「『日本の映像業界、面白いからおいでよ』と言いづらい」撮影現場の労働環境を疑問視
――すごいタイミングですね。
多賀 そうですね、それで縁を感じたこともあり、資格を取得することに決めました。
――もともと、日本におけるインティマシーシーンの撮影に問題意識を抱えていたのでしょうか。
多賀 うーん、インティマシーシーンだけではないのですが、ずっと映像業界自体のルールや構造といいますか、パワーバランスのようなものに疑問を抱いてはいました。
労働環境については、2023年に、労働環境の改善を目指すために「日本映画制作適正化機構」(以下、映適)が設立されましたが、映適が作成したガイドラインを見ると、映像業界が今までどのような環境だったかがわかると思います。
アメリカだと俳優のユニオンがあったり、例えば撮影が終わった時間から次の日の集合時間は最低でも12時間空けるとか、残業代など基本的なルールや契約があるんですけど、日本は映適が作られる以前はほとんど何もなかったと思います。
――アメリカで学ばれていたからこそ、より問題意識が芽生えたのですね。
多賀 アメリカだと自主映画の現場でもしっかりとしたルールを守っていたので、そういうのを見た立場からすると、これから社会に出てくる若い世代の人に「日本の映像業界、面白いからおいでよ」と言いづらいといいますか。
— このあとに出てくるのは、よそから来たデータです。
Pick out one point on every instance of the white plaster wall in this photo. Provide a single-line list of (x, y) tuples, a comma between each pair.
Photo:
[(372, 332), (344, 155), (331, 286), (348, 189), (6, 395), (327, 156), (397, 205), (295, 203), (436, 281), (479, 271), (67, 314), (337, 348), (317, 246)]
せっかくこの仕事を選んだのに、楽しくないのは嫌だなと。そういう環境の劣悪さって、インティマシーシーンにおけるパワーバランスのいびつさやコミュニケーションの不足とも全部繋がってくると思うんです。
「不自然に布団をかぶってたり…」日本のベッドシーンへの違和感
――俳優やスタッフの権利が守られていないからこそ起きる問題ですものね。
多賀 そうですね。何か1つでも環境改善のための手助けになれる役割があるならやりたいなと思って、ICの資格を取ったところもあります。
あとは、日本の作品に出てくるインティマシーシーンを見ていて、違和感や不自然さを覚えてしまうことがあって。
――どういうところでそう思われましたか。
多賀 うーん、何だろう……例えばベッドシーンで、不自然に布団をかぶってたりとか。